On Sinovoip boards the WiFi NIC 12V power is controlled by a physical slide switch (SW4, MSK-12C01-07). There is no GPIO connected to that rail.

The MTK patch uses devm_gpiod_get_optional — if no wifi-reset-gpios is in the DTS, it returns NULL and the reset block is skipped entirely. You could add the DTS property, but without the physical connection on the PCB it does nothing.

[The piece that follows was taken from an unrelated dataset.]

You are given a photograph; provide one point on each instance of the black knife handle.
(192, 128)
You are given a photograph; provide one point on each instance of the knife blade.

The fix on the RFB board required one extra wire from GPIO 7 to the WiFi 12V control line. On the RFB schematic, GPIO 7 (mt7988a_gpio7) is routed to the NIC reset. On BPI-R4 Pro 8X, the schematic shows SW4 in parallel with nothing — no GPIO pad.

To enable SW reset on BPI-R4 / Pro 8X, Sinovoip would need to:

  1. Wire GPIO 7 (or any free GPIO) in parallel with SW4 on the PCB
  2. Add wifi-reset-gpios = <&pio 7 GPIO_ACTIVE_LOW> to the board DTS
  3. The driver patch already supports it — no kernel changes needed

Workaround

Power cycle only. There is no SW workaround. The semaphore is locked inside the MT7996 MCU hardware block — no kernel driver, userspace tool, or debugfs interface can reach it after a failed probe. Only cutting power to the NIC clears it.

On BPI-R4 Pro 8X: use the SW4 slide switch to cut 12V to the WiFi NIC, wait 2 seconds, switch back. On BPI-R4: full power cycle.

Summary

BPI-R4 / Pro 8X MTK RFB
WiFi NIC 12V control SW4 physical switch GPIO 7
DTS wifi-reset-gpios Not possible (no HW) <&pio 7 GPIO_ACTIVE_LOW>
SW recovery after stuck semaphore ❌ Power cycle only rmmod && modprobe triggers GPIO reset
PCB change needed Yes — GPIO pad + trace to SW4 Already done

The infrastructure for SW WiFi reset exists in the kernel and in the MTK feeds. On BPI-R4 and Pro 8X the limiting factor is a missing PCB connection, not software.


Tested on BPI-R4 Pro 8X (MT7988A + MT7996), OpenWrt / kernel 6.12.
Source refs: mt76/mt7996/mcu.c, pcie-mediatek-gen3.c, mt7988d-rfb-2pcie.dtso.